Letztendlich drückte der Artikel jedoch die Hoffnung aus, dass die soziale Ungerechtigkeit das "Gewissen" der chinesischen Regierung und der Unternehmer erwachen lassen werde, so dass diese Streiks legalisieren würden, damit die Arbeitnehmer ihre grundlegenden Rechte verteidigen könnten. Qing argumentierte, dass dann Gewerkschaften eine moderierende Rolle spielen könnten.

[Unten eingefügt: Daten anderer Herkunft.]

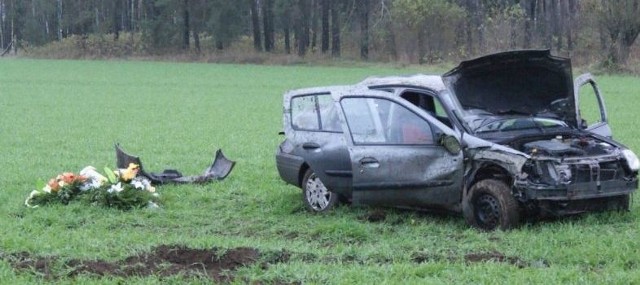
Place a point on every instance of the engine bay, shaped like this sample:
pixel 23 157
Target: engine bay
pixel 566 146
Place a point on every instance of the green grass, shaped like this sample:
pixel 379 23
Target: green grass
pixel 63 115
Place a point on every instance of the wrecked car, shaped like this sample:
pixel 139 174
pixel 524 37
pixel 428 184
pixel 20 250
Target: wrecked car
pixel 499 139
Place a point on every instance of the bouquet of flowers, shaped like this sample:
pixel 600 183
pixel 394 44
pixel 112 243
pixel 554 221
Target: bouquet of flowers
pixel 122 189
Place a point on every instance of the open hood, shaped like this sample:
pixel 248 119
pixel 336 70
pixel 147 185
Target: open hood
pixel 528 82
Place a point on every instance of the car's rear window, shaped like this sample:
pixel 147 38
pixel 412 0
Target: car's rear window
pixel 315 112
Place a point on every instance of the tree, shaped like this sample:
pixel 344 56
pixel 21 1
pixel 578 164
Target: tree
pixel 267 19
pixel 324 38
pixel 255 26
pixel 363 9
pixel 621 21
pixel 335 28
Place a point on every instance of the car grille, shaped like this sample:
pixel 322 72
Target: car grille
pixel 596 171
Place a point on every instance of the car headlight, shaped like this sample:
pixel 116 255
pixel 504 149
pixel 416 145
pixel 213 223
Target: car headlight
pixel 632 159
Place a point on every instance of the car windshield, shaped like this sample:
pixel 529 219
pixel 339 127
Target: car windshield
pixel 518 124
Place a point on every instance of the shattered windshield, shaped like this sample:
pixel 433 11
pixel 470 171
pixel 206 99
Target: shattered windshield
pixel 519 123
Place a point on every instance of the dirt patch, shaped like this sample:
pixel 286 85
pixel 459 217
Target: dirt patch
pixel 495 257
pixel 214 263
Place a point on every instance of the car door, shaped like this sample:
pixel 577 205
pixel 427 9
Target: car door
pixel 396 158
pixel 591 112
pixel 318 139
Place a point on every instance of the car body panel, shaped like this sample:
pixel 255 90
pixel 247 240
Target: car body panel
pixel 400 173
pixel 526 82
pixel 601 127
pixel 557 165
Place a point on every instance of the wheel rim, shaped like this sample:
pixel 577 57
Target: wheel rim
pixel 318 196
pixel 487 209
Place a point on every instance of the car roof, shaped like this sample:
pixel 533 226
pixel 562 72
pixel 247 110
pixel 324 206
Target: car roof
pixel 433 82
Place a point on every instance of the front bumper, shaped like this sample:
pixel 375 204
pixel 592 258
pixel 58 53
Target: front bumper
pixel 575 191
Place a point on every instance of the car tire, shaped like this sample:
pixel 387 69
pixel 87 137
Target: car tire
pixel 316 196
pixel 622 203
pixel 490 206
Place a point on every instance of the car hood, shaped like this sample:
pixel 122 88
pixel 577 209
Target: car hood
pixel 527 82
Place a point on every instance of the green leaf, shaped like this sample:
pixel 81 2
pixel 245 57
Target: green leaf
pixel 40 184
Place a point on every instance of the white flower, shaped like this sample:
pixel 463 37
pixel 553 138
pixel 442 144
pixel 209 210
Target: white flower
pixel 115 188
pixel 152 205
pixel 33 194
pixel 138 184
pixel 92 174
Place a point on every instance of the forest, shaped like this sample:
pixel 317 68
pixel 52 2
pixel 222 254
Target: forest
pixel 408 31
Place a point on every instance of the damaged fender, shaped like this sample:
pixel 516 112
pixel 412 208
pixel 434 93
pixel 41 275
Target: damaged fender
pixel 218 170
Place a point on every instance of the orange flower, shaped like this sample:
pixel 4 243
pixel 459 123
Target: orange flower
pixel 53 184
pixel 130 172
pixel 68 177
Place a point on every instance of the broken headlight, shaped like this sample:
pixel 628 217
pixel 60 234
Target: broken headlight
pixel 632 159
pixel 559 172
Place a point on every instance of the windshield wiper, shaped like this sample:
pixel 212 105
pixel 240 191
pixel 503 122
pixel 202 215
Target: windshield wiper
pixel 512 112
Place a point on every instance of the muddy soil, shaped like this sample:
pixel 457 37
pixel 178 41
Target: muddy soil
pixel 164 260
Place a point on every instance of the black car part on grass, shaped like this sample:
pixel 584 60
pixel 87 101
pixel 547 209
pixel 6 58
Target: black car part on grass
pixel 218 170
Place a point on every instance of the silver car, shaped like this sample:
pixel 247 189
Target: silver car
pixel 499 139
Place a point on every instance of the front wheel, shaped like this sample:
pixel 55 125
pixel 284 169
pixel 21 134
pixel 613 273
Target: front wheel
pixel 316 196
pixel 490 206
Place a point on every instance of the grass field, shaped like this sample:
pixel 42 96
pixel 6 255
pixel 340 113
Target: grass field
pixel 63 115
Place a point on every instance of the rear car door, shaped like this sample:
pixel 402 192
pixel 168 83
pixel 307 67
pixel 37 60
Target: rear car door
pixel 592 115
pixel 396 157
pixel 319 140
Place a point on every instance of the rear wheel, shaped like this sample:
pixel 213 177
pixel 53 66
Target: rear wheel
pixel 490 206
pixel 316 196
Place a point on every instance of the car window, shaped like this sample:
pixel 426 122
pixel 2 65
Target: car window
pixel 314 113
pixel 428 103
pixel 381 121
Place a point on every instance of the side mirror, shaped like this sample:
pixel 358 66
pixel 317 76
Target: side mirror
pixel 451 144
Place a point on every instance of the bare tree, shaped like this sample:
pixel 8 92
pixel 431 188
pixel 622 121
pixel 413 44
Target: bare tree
pixel 255 25
pixel 622 23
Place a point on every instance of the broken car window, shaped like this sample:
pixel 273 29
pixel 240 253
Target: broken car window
pixel 380 121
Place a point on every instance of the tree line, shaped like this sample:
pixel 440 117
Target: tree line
pixel 415 31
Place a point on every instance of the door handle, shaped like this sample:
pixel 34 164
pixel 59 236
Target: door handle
pixel 310 146
pixel 370 162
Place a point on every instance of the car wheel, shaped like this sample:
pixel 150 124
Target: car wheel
pixel 490 206
pixel 316 196
pixel 622 203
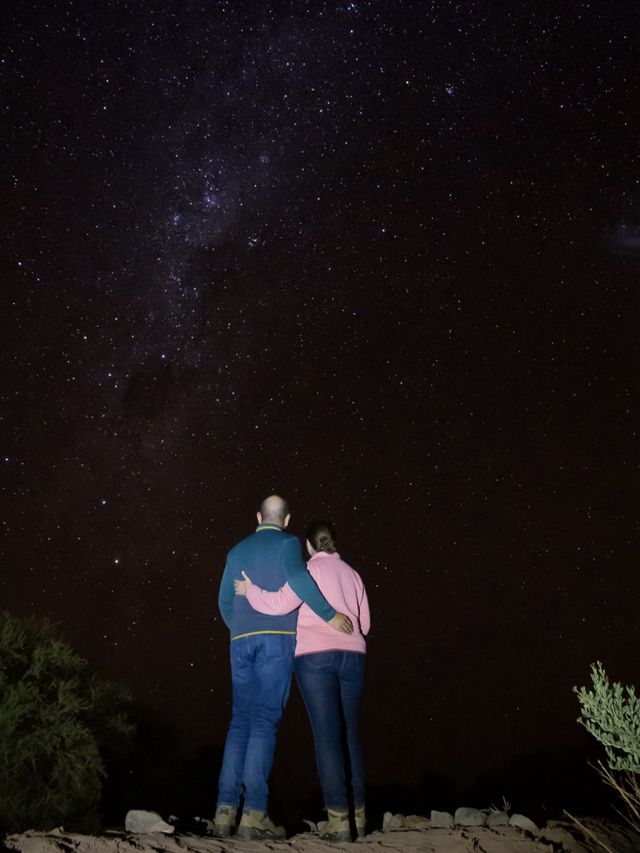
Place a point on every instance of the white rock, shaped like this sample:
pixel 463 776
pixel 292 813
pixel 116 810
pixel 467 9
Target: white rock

In Wirklichkeit sind die widerstreitenden Klasseninteressen, die die KPCh repräsentiert und die der chinesischen Arbeiter und Bauern unlösbar. Früher war schon einmal ein Streit im Internet ausgebrochen, nachdem die chinesischen Medien berichtet hatten, dass 91 Prozent der reichsten Millionäre Chinas - diejenigen, die Vermögenswerte von 100 Millionen Yuan (14,6 Millionen US-Dollar) oder mehr besitzen - Kinder von hochrangigen KPCh Funktionären sind. Chinas 450.000 Dollar-Millionäre, zusammengenommen nur 0,4 Prozent der Bevölkerung, kontrollieren 70 Prozent des nationalen Reichtums.

Diese enorme soziale Ungleichheit, die noch durch die weit verbreitete Kriminalität und Korruption innerhalb des Regimes der KPCh verschärft wird, facht die Unzufriedenheit und Wut an, die der Zensur Pekings zum Trotz ihren Ausdruck in Internet Diskussionen finden. Das erste Ziel einer wirklich marxistischen Partei muss sein, den Polizeistaat zu stürzen.